If there’s anyone who has turned fan obsession into a wellspring of observant comedy, it’s novelist Nick Hornby, whose has seen successful adaptations of his books “High Fidelity” (with John Cusack as a morose record-store owner) and “Fever Pitch” (twice, once with Colin Firth as a luckless Arsenal supporter, the other with Jimmy Fallon as a constantly disappointed Red Sox fan).
With “Juliet, Naked,” in which director Jesse Peretz (“Our Idiot Brother”) tackles a Hornby novel, fan obsession, self-reinvention and romances old and new combine for a charmingly off-kilter comedy.
Duncan (Chris O’Dowd) has two loves in his life: His longtime girlfriend Annie (Rose Byrne), and the musical genius of Tucker Crowe. Duncan maintains a fan website dedicated to Crowe, a reclusive singer-songwriter who recorded one album in the ‘90s, “Juliet,” and then disappeared from view. On the website, Duncan trades theories with other fans about the hidden meanings in each of the album’s songs, and rumors about the musician’s whereabouts.
As she approaches 40, Annie realizes that Duncan, with whom she has lived for 15 years, is more in love with Tucker Crowe’s mystique than he is with her. Who could blame him, Annie tells her lovelorn lesbian sister Ros (Lily Brazier), bemoaning the fact that she’s done little with her life other than maintain the tatty local museum she inherited from her late father.
One day, a CD arrives in the mail, labeled “Juliet, Naked.” Annie finds it before Duncan arrives home, and impulsively listens to it. The disc turns out to be a never-released solo acoustic demo, recorded by Crowe.

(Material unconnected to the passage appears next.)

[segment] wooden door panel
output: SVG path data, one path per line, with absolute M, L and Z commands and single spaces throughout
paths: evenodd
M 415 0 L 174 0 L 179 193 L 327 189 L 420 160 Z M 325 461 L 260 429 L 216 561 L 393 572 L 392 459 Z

Annie’s not impressed, so when Duncan listens to it and declares it a masterpiece, Annie counters by posting a pseudonymous, and negative, review on Duncan’s website.
Then something unexpected happens: Annie gets an email from the long-missing Tucker Crowe (played by Ethan Hawke), agreeing with her. Soon Annie and Tucker are trading emails, which get quite personal. That’s when Peretz — in a script written by his sister Evgenie, and by married screenwriters Jim Taylor (“Sideways”) and Tamara Jenkins (“Slums of Beverly Hills”) — gives us the details of Tucker’s not-so-mysterious and somewhat sad life.
When Peretz introduces Tucker into the mix, it throws a much-needed wrench into what was a gently melancholy story of a stagnant romance. While Tucker is forced to reconcile his hard-living past with his ramshackle present, as he’s confronted by his long-estranged daughter Lizzie (Ayoola Smart), it shakes up Annie, helping her realizing Duncan and her sleepy little town aren’t the only options in her life.
O’Dowd is hilarious as the arrogant academic who has inflated Tucker’s one artistic product into the second coming of Bob Dylan. Hawke is excellent at a role that’s becoming his signature, the jaded middle-aged ex-hipster.
Byrne, easily one of the most talented comic actors of our age (see “Bridesmaids” and “Spy” for examples), shines here. She makes every moment of Annie’s emotional awakening, as she enjoys Tucker’s attention and the thrill of keeping it from the one person who would freak out over that information, both funny and fully rooted in truth. It’s a thoroughly delightful performance, one that gives “Juliet, Naked” a jolt of comic energy.
Opened August 24 in select cities; opens Friday, August 31, at the Broadway Centre Cinemas (Salt Lake City), Century 16 (South Salt Lake), Megaplex Jordan Commons (Sandy). Rated R for language. Running time: 105 minutes.